La CNIL souhaite encadrer la géolocalisation, le gouvernement n’en a cure (ou presque)

culture geek

Par Elodie le

La CNIL souhaitait voir encadrer les mesures de géolocalisation notamment par la présence renforcée d’un juge lors de telles pratiques. L’autorité indépendante voulait également y voir ajouter des mesures de protections particulières pour certains métiers dont les journalistes, avocats, députés. Le gouvernement a adopté le projet de loi… sans prendre en compte l’avis de la CNIL. À une exception près.

CNIL_géolocalisation

Sur demande de l’Association des Sites Internet Communautaire (Asic) – dont Google, Dailymotion, Facebook ou encore Deezer sont membres –, la CNIL s’est prononcée sur le projet de loi relatif à la géolocalisation disputé en début de semaine à l’Assemblée Nationale et engagé dans une procédure accélérée voulue par le gouvernement. Le projet de loi porte notamment sur l’accès aux données collectées par les opérateurs mobiles et la possibilité de suivre les déplacements d’une personne lors d’une enquête préliminaire via la géolocalisation de son téléphone portable.

Dans son avis remis au gouvernement en décembre et rendu public mardi, la CNIL s’alarmait d’une « atteinte aux libertés individuelles ».

compte tenu de son caractère intrusif, la géolocalisation en temps réel doit être strictement encadrée par la loi, soumise à un contrôle a priori, ou exceptionnellement a posteriori, de l’autorité judiciaire et mise en œuvre conformément aux dispositions du code de procédure pénale

Elle demandait que soit réduit le délai de géolocalisation autorisé dans les enquêtes préliminaires, le faisant passer de 15 jours – comme prévu par le texte – à 8 jours afin de correspondre à “la durée de flagrance” prévue par le Code de procédure pénale.

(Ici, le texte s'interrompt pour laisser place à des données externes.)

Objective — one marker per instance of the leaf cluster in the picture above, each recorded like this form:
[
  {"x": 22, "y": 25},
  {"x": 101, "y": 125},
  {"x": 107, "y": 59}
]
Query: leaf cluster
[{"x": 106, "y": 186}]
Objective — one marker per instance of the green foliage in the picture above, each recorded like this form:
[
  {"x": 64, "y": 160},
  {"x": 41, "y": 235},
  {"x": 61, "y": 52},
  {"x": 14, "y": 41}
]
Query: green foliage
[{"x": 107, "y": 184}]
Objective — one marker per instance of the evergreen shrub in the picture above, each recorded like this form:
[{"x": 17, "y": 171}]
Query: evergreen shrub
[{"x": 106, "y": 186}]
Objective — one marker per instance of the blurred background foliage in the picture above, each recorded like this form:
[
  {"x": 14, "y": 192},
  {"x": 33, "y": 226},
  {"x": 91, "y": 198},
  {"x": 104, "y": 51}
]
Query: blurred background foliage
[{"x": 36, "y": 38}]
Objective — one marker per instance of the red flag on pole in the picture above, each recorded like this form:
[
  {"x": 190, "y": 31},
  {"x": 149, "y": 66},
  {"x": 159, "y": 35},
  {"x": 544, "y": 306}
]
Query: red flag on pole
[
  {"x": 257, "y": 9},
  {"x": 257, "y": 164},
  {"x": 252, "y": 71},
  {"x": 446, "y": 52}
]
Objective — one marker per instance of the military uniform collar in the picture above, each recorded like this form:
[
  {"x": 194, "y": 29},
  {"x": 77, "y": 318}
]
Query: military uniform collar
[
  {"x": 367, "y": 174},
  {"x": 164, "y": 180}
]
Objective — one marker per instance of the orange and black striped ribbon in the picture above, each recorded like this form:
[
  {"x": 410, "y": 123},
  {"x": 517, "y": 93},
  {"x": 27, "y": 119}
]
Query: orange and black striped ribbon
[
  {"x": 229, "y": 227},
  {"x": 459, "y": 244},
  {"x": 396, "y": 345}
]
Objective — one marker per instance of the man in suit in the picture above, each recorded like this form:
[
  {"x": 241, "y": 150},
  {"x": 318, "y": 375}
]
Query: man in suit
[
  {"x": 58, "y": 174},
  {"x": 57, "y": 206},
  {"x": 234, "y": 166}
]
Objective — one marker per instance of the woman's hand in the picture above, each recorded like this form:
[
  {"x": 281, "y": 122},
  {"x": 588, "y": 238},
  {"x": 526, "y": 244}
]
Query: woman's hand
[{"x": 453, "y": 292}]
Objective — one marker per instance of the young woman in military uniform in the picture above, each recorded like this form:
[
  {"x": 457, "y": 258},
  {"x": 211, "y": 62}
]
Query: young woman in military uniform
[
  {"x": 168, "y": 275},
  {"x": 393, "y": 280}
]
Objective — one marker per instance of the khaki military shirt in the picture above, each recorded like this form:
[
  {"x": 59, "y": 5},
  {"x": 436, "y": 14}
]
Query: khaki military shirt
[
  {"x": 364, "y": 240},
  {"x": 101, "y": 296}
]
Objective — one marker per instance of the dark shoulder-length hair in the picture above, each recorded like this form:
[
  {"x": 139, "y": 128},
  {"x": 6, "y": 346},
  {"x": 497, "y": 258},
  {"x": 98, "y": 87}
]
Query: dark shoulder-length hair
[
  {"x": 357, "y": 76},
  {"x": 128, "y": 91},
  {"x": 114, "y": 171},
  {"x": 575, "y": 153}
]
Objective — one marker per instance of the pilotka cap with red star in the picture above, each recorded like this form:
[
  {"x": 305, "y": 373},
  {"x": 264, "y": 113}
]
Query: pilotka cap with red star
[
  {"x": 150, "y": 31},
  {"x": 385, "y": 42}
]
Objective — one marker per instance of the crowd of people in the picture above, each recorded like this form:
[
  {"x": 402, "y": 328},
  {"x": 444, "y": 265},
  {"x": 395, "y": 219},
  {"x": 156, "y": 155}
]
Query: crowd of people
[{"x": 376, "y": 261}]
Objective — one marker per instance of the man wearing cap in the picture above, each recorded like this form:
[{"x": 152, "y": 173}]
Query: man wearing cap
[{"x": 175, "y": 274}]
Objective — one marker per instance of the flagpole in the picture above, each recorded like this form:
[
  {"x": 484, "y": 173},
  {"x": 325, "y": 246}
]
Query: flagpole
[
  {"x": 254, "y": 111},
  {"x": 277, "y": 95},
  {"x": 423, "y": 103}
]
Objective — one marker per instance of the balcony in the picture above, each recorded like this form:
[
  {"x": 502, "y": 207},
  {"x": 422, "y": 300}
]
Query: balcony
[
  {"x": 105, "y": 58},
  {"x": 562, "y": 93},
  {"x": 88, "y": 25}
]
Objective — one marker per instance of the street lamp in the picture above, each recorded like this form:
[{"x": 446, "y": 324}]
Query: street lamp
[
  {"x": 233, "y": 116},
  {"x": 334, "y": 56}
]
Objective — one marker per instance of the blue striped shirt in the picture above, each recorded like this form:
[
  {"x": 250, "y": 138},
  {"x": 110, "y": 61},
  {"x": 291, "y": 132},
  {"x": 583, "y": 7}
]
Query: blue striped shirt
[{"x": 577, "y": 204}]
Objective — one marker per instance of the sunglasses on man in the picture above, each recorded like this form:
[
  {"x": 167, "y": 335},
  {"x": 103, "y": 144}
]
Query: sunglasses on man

Délai au-delà duquel les enquêteurs doivent demander l’autorisation d’un juge des libertés et de la détention pour poursuivre leur traçage pour une durée d’un mois renouvelable.
L’autorité indépendante souhaitait également que des mesures soient mises en place afin de « protéger certaines professions exposées par leur activité ou par le secret des sources » : journalistes, cabinet d’avocats, députés, sénateurs et magistrats.

Soutenu par la Garde des Sceaux Christiane Taubira, le projet de loi a été adopté mardi 11 février. Néanmoins, lors de son adoption, la plupart des dispositions souhaitées par la CNIL n’ont été prises en considération : la protection des personnes utilisant le téléphone appartenant à un suspect afin qu’elles ne soient pas géolocalisées, l’autorisation des intrusions à domicile (pour placer ou retirer une balise de géolocalisation) délivrée par un juge uniquement, de jour comme de nuit ainsi que l’abaissement de la durée de géolocalisation.

Seul point ayant trouvé grâce aux yeux du gouvernement qui l’a rajouté avant sa présentation au Sénat le 23 décembre : la protection de certaines professions dont les journalistes… les députés et sénateurs. En effet, on n’est jamais mieux servi que par soi-même.

Ce projet de loi fait suite à l’invalidation par la Cour de cassation, en octobre 2013, de pièces de procédures recueillies par la géolocalisation lors d’enquêtes préliminaires et rendant obligatoire l’autorisation d’un juge pour avoir recours à cette pratique.